Protest kobiet w Katowicach. Strajkujący zablokowali miasto
W poniedziałek, 26 października, o godz. 16:00 przed budynkiem NOSPR w Katowicach rozpoczął się kolejny dzień protestów kobiet przeciwko zakazowi aborcji. To pokłosie decyzji Trybunału Konstytucyjnego, którego decyzja w sprawie aborcji wzbudziła ogromne emocje i ponownie podzieliła polskie społeczeństwo. W strajku biorą udział kobiety oraz wspierający je mężczyźni, którzy nie zgadzają się z zakazem aborcji wprowadzonym w tym kształcie w Polsce. Tym razem w Katowicach demonstranci przechodzą ulicami miasta, blokując najważniejsze drogi w Katowicach. To następna odsłona protestu kobiet. "Maseczki plus dystans społeczny obowiązkowe", przypominali ci, którzy zachęcali do przyjścia na miejsce.
Protest kobiet w Katowicach. Nieoczekiwani sojusznicy demonstracji
Zamaskowane kobiety i mężczyźni pojawili się w Katowicach, by protestować. Mieli ze sobą również transparenty z różnymi hasłami, które także skandowali podczas przemarszu.
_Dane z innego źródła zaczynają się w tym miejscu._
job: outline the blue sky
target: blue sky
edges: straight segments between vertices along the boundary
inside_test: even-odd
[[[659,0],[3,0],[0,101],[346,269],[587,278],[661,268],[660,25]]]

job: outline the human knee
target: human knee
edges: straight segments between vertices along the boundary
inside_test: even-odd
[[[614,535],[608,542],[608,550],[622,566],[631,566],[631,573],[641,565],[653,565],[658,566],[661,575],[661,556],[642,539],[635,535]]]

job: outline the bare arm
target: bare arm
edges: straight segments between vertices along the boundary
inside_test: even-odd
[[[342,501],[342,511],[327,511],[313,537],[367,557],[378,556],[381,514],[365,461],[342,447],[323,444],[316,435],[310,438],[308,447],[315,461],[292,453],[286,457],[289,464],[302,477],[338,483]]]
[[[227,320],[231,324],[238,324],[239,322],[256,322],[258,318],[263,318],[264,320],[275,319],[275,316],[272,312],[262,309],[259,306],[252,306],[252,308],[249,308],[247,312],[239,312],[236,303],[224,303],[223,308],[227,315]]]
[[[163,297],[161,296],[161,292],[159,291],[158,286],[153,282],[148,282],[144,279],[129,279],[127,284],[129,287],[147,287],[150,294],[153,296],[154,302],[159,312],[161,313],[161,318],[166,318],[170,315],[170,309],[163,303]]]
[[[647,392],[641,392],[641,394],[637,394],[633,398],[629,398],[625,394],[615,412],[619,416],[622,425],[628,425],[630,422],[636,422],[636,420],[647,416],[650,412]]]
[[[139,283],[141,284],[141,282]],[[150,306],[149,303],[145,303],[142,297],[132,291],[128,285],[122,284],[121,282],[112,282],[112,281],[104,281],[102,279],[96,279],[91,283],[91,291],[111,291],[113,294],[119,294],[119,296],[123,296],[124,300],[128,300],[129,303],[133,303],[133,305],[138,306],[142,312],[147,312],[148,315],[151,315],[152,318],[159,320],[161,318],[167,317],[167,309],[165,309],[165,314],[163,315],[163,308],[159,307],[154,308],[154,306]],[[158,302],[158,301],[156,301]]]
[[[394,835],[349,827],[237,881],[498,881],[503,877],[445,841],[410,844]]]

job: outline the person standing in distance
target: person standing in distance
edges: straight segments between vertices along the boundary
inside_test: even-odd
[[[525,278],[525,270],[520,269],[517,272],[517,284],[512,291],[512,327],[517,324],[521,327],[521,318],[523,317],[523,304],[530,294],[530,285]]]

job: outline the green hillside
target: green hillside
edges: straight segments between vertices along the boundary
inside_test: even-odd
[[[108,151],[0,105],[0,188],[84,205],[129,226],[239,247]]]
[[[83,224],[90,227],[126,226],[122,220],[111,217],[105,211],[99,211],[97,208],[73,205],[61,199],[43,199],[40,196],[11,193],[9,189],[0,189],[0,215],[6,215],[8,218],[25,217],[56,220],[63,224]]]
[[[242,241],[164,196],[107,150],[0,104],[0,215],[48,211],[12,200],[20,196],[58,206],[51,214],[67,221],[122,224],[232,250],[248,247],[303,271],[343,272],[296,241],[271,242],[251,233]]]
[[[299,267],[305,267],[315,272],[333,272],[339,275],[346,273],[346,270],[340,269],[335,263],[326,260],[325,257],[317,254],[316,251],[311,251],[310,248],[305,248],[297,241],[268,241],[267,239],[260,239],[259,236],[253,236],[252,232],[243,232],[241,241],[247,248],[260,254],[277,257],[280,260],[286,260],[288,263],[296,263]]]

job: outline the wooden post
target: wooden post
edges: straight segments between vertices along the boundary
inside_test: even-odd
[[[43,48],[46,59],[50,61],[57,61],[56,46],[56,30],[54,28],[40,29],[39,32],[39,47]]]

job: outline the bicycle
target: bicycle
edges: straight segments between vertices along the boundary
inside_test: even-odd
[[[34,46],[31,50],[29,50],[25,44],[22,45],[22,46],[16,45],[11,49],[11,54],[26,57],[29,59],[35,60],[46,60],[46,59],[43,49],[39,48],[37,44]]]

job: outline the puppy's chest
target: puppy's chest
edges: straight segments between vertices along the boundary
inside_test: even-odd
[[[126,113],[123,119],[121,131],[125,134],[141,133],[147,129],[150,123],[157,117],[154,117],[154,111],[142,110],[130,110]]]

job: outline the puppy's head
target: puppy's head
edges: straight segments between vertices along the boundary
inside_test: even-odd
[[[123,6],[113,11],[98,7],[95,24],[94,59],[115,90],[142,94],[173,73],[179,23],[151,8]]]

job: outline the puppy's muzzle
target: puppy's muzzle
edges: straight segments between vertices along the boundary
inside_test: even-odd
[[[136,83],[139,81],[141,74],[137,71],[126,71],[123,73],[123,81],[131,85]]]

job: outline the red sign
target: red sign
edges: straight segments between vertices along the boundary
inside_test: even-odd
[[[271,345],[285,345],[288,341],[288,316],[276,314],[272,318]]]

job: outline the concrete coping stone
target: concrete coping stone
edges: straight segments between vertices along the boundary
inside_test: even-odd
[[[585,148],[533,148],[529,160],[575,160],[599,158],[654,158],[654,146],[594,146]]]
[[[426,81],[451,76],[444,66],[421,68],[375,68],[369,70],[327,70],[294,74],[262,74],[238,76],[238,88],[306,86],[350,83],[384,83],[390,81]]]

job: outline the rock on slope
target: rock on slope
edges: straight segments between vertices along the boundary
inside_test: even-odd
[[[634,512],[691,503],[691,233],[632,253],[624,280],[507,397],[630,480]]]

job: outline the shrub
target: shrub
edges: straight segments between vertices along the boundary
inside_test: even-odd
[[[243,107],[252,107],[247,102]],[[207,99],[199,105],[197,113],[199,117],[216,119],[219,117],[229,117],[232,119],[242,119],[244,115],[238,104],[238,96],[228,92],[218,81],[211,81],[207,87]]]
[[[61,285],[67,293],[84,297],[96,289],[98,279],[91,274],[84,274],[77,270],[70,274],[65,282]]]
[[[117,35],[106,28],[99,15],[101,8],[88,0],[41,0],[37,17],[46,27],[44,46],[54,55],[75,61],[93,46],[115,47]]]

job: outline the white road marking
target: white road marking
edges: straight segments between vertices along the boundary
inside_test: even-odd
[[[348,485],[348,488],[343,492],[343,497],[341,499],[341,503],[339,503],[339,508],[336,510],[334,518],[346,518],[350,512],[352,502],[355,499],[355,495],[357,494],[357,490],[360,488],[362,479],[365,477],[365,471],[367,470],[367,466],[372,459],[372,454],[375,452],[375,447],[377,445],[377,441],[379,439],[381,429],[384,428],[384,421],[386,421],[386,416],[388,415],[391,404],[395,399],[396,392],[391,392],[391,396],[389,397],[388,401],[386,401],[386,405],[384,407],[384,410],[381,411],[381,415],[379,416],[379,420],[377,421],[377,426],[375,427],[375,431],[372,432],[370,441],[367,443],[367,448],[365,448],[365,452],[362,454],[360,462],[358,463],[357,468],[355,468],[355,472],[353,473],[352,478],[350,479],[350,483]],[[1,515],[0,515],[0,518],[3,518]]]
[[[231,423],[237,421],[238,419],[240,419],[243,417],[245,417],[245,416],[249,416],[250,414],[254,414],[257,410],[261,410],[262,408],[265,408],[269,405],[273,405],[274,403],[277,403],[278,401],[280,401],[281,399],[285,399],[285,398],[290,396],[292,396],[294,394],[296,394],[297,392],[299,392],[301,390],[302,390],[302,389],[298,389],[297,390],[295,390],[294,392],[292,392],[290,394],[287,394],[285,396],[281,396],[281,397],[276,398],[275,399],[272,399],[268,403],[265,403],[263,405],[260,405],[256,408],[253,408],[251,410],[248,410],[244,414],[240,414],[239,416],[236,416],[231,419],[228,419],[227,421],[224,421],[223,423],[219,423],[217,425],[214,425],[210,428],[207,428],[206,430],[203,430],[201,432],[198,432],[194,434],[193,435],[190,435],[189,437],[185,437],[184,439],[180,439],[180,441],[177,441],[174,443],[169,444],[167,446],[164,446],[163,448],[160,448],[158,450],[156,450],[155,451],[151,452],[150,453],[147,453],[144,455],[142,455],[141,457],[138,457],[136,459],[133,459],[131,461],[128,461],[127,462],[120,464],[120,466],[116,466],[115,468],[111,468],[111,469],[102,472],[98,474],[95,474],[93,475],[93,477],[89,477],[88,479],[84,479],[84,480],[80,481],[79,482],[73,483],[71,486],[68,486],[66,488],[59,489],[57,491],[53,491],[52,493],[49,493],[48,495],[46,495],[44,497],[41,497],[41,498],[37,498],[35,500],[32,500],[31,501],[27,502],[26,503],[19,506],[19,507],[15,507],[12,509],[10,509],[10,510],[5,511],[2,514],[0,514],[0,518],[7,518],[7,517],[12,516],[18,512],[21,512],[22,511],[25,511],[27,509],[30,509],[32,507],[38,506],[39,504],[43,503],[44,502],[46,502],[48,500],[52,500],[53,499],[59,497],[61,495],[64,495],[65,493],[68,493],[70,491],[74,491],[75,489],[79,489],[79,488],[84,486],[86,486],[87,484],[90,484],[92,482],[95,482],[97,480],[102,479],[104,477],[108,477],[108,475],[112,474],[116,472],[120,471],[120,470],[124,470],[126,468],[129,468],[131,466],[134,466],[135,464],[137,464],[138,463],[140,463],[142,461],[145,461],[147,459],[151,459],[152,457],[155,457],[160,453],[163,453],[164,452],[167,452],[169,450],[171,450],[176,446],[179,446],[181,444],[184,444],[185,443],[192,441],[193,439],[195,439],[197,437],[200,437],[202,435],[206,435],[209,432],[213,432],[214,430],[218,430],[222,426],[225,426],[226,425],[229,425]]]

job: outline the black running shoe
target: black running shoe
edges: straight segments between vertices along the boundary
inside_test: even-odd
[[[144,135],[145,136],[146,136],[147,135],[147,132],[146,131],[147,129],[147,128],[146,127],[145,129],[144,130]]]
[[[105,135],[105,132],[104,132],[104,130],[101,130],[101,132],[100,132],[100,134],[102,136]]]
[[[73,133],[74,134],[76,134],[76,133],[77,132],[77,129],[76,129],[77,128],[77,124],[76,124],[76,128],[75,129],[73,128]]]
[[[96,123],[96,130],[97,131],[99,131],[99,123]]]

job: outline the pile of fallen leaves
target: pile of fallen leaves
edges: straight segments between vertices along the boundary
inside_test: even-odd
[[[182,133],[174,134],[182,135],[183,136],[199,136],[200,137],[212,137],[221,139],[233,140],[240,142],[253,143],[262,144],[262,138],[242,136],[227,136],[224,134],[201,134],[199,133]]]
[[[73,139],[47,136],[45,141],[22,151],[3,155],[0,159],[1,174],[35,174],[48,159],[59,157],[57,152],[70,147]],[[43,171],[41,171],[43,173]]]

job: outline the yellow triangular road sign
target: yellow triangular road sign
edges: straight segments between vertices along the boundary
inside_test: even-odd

Tym razem frekwencja była nieco mniejsza, choć wciąż spora. Co ciekawe, demonstranci mogli liczyć na nieoczekiwanych sojuszników. Drogę torowali im policjanci, którzy pomagali także przechodzić im bezpiecznie po ulicach. Wsparcie uczestnicy otrzymali też od kierowców osobówek, którzy przez okno wychylali czarne parasolki, mieli na szybach błyskawice, machali i bili brawa protestującym. Podobnie zachowywali się kierowcy autobusów: kierujące kobiety miały maski z błyskawicami, biły brawa protestującym. Inni kierowcy autobusów wyświetlali też na banerach różne napisy, np. "uśmiechnij się!".
Uczestnicy marszu pokazali dziś wyjątkową klasę. Dbali o bezpieczeństwo przemarszu, a gdy usłyszeli, że wprost na nich pędzi karetka na sygnale, od razu usunęli się z drogi i wraz ze śląskimi policjantami pomogli jej prędko przejechać. Blokowali jednak różne drogi: Sokolską, skrzyżowanie tramwajowe na rynku, plac Wolności, Mikołowską, tunel pod Galerią Katowicką i wiele innych. Krzyczeli: "trzeba było nas nie wku***", "moje ciało - mój wybór" i wiele innych haseł.
Protest kobiet w Katowicach. Policjanci pomagali demonstrującym
Podobnie jak w poprzednich dniach, na miejscu pojawili się również policjanci. Ich działania krytycznie oceniano zwłaszcza podczas niedzielnych protestów (25 października), kiedy funkcjonariusze użyli gazu oraz siły fizycznej wobec niektórych demonstrujących. Śląska policja tłumaczyła, że użycie tych środków było konieczne, bo "tłum zaczął atakować policjantów". W przepychankach brali też udział posłowie, m.in. posłanka Monika Rosa czy europoseł Łukasz Kohut, wobec których funkcjonariusze także interweniowali. Tym razem jednak policjanci skutecznie odczarowali swój wizerunek, a uczestnicy ich chwalili. Mundurowi torowali drogę protestującym, pomagali im przechodzić bezpiecznie ulicami i pilnowali, by nikt nie zakłócał porządku.
Protest kobiet w Katowicach. Co oznacza decyzja Trybunału Konstytucyjnego?
Co dokładnie oznacza decyzja Trybunału Konstytucyjnego? Stwierdził on, że aborcja w przypadku ciężkiego i nieodwracalnego upośledzenia płodu lub jego nieuleczalnej choroby zagrażającej życiu jest niezgodna z Konstytucją, w związku z czym wprowadził jej zakaz. W konsekwencji może to doprowadzić niemal do całkowitego zakazu aborcji w Polsce, nawet w przypadkach bardzo ciężkich i ryzykownych. Jak podaje gazeta.pl, po ogłoszeniu orzeczenia TK w Sejmie niemy protest zorganizowały posłanki Lewicy. "Kobiety w Polsce będą torturowane. Będą rodzić dzieci z bezmózgowiem, z rozszczepem kręgosłupa, bez serc. Dzieci, które w męczarniach umrą", napisała na Twitterze posłanka Marcelina Zawisza. Teraz protesty rozrosły się na miasta w całej Polsce, w tym na woj. śląskie.